Failed to connect to mdsd error in a Linux machine monitored by Azure Security Center
Some customers are already monitoring Linux machines using Security Center for a quiet sometime, many of them just want to visualize security recommendations for Linux platform. Some Linux machines monitored by Security Center, may experience the error described in the title of this blog post, this error appears in the log as shown below:
XXXX : Failed to connect to mdsd: dial tcp 127.0.0.1:29130: getsockopt: connection refused
XXXX : ERR: Failed to connect to mdsd: dial tcp 127.0.0.1:29130: getsockopt: connection refused
In the past, Azure Security Center used the LinuxASM extension to perform data collection in Linux, and now it uses the OMS Agent for Linux. This error in the log may indicate that the LinuxASM extension is still installed.

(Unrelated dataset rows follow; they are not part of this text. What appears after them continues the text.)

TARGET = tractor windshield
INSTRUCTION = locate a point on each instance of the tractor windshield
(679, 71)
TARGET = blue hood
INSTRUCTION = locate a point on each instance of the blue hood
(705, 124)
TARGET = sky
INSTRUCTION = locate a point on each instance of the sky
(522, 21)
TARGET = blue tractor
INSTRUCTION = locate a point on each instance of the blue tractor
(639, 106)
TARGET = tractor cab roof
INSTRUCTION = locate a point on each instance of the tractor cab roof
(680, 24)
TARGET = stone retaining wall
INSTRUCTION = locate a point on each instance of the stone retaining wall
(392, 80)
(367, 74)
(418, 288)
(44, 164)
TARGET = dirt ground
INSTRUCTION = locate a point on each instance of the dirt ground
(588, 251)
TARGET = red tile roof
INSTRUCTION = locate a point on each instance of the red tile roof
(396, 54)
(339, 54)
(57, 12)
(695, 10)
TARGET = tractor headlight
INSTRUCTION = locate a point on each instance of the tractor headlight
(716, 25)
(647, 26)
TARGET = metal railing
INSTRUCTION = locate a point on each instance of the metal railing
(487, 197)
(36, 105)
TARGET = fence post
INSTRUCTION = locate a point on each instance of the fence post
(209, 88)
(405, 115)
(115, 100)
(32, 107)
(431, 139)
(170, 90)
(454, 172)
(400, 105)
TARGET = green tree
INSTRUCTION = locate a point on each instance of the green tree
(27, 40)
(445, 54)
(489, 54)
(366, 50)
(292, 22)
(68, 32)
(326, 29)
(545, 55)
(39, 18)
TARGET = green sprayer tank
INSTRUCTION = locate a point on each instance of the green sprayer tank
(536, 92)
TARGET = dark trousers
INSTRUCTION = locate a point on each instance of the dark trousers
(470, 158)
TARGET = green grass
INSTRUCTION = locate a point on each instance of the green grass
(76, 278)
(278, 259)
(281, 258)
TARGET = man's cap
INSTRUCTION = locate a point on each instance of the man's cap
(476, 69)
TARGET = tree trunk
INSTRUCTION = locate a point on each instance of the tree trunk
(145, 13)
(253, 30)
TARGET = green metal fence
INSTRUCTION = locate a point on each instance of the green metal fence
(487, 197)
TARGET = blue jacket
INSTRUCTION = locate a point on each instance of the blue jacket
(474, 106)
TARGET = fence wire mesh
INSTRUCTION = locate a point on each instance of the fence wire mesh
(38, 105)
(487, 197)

You should uninstall this extension, and make sure that only the OMSAgentForLinux is installed as shown below:
If ASC is configure for Auto Provision, the agent will get installed automatically, if not you can use the steps from this article to manually onboard a Linux machine. Keep in mind that now is not only about using ASC to highlight the security posture of your Linux machines, at Ignite we announced that threat detection for Linux is now available in Azure Security Center. Our team recently released a new Linux detections playbook that allows you to test some of these detections and experience the alerts that will generate.